I am lucky, in that 95% of my time at work, the only folks who see me are the boys I work with. Okay, they're not boys, they're all my age or older, but they /act/ like boys much of the time, and they still dress like college students. In a sense, the guys I work with have become the older brothers I never had as a kid.

But I digress.

Much of the time, I come to work in comfortable clothes. I wear stretch-pants all too often, and baggy sweaters or t-shirts. This is all very ironic, because I love clothes, and actually have a closet full of really nice stuff, I just tend to prefer clothes I can sprawl in, at least at work.

Today, I chose to dress up a little. Not a lot, because our a/c at the office is iffy at best, and I don't like being hot, but definitely business casual. (For those who care, I'm wearing black, blue, and white plaid pants, black sandals, and a nice white cotton 3/4 sleeve top. And not golfer plaid. Nice jaunty plaid.)

And it's a good thing I dressed decently today. You see, CC, one of the guys I work with, whom I have described as 'adorable,' handed a client to me last week. A purchase loan he wasn't in the mood to deal with. We knew he'd double-dipped the app, and weren't holding our breaths that he'd return phone calls.
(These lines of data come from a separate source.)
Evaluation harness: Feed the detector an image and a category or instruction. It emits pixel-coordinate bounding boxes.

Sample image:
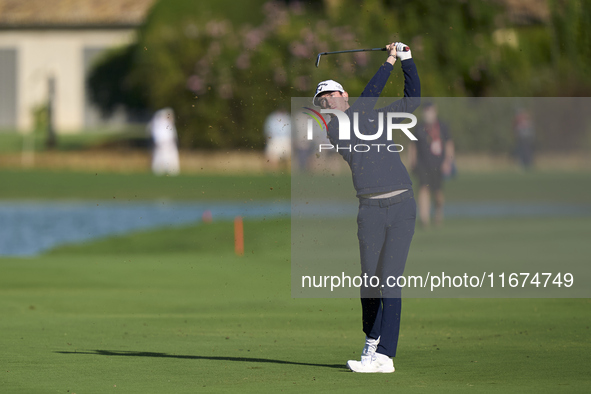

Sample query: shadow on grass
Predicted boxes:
[55,350,346,369]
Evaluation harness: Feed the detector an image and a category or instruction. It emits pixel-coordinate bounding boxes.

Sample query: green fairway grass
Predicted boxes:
[0,169,591,204]
[0,218,591,394]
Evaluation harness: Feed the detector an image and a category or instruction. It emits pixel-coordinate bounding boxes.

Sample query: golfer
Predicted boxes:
[313,43,421,373]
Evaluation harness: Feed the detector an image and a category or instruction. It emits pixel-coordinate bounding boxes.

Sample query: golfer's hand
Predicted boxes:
[394,42,412,61]
[386,42,396,65]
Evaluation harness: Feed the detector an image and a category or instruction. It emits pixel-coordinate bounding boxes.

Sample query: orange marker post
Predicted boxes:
[234,216,244,256]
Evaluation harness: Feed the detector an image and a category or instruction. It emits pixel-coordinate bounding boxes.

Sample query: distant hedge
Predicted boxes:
[86,0,591,152]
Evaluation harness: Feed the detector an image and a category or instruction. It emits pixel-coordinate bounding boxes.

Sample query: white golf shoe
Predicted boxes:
[361,337,380,357]
[347,353,394,373]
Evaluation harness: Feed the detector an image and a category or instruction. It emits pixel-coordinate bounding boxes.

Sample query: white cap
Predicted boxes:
[312,79,345,107]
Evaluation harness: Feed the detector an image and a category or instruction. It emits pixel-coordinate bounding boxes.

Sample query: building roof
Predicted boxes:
[0,0,155,29]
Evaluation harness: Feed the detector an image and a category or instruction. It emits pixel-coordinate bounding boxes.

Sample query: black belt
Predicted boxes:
[359,189,414,208]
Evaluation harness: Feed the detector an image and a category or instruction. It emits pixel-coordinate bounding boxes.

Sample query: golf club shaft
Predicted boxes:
[316,47,410,67]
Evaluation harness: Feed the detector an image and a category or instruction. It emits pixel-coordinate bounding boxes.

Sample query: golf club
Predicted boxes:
[316,47,409,67]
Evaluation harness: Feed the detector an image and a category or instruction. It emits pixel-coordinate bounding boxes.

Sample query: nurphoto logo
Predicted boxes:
[303,107,417,152]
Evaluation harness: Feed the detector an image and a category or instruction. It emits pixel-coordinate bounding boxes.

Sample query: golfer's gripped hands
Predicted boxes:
[386,42,396,65]
[395,42,412,61]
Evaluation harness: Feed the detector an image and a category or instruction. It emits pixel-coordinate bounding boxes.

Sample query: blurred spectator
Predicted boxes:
[409,103,455,227]
[513,108,536,169]
[148,108,180,175]
[265,108,291,169]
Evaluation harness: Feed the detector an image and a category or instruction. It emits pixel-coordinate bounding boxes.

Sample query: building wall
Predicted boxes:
[0,29,135,133]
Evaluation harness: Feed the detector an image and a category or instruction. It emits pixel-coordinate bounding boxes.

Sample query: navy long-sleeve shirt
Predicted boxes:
[328,58,421,197]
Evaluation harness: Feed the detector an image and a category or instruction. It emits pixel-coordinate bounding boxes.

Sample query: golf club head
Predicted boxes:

But he did. He called at three today and said, “Lock me! I'm coming tonight to sign stuff.” CC confirmed he didn't want the file back. So, I'll probably only make $500 for it, but that's $500 more than usual, and I don't care.

In other news, my allergies have triggered asthma reactions, so I've been kind of scarce online. The drugs make me grumpy, and groggy, and make my ankles and fingers swell. Ick!

But still, in general, life is good.